Does the former make sense at all? The probability of (A given B) and C?
And in either case, I don't really know where to start with this one, as I don't know what to assume as given.
It certainly looks like a case of Bayes' theorem, but the second probability in the numberator throws me off.
First of all, $P(A|B\cap C)$ means $P(A|(B\cap C))$.

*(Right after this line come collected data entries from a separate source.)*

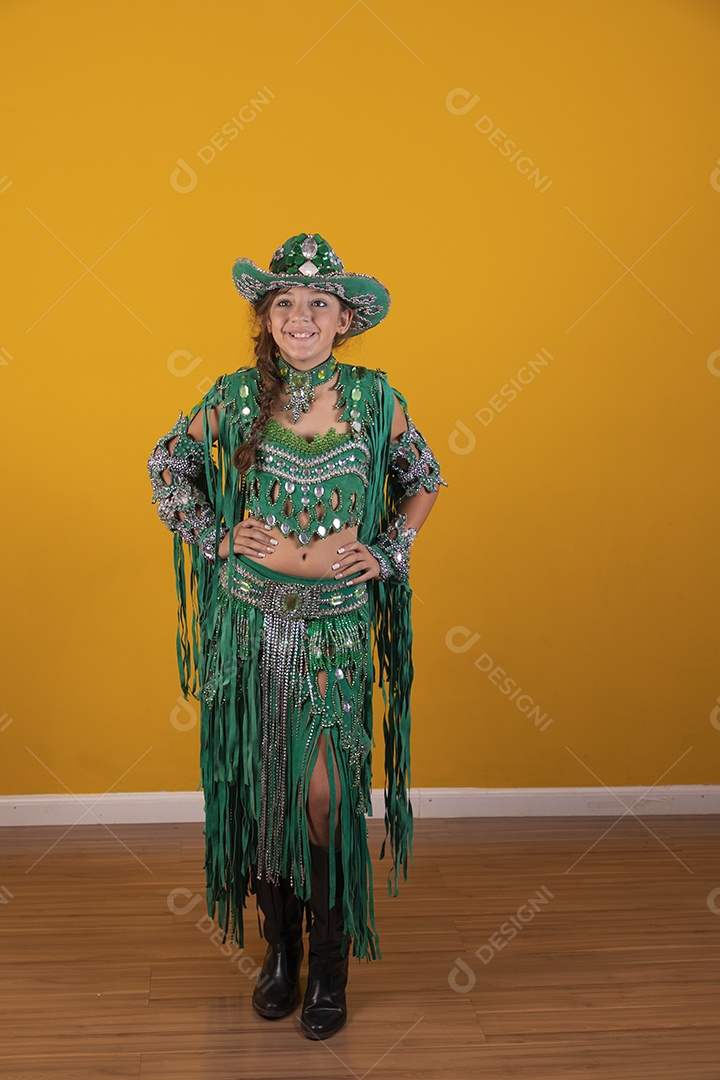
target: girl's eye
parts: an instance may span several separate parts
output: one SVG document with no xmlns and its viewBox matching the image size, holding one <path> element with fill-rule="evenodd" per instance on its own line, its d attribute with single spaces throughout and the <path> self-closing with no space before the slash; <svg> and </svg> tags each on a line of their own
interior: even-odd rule
<svg viewBox="0 0 720 1080">
<path fill-rule="evenodd" d="M 323 307 L 327 307 L 326 300 L 313 300 L 313 304 L 322 304 Z"/>
</svg>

Then, you can use the definition of conditional probability: $P(A|B)=\frac{P(A \cap B)}{P(B)}$
LHS: $P(A|B\cap C)=\frac{P(A\cap B\cap C)}{P(B\cap C)}$
RHS: $\frac{P(A|C)P(B|A\cap C)}{P(B|C)}=\frac{\frac{P(A\cap C)}{P(C)}\frac{P(B\cap A\cap C)}{P(A\cap C)}}{\frac{P(B\cap C)}{P(C)}}=\frac{P(B\cap A\cap C)}{P(B\cap C)}=\frac{P(A\cap B\cap C)}{P(B\cap C)}$
So, LHS=RHS.
Hope that helps!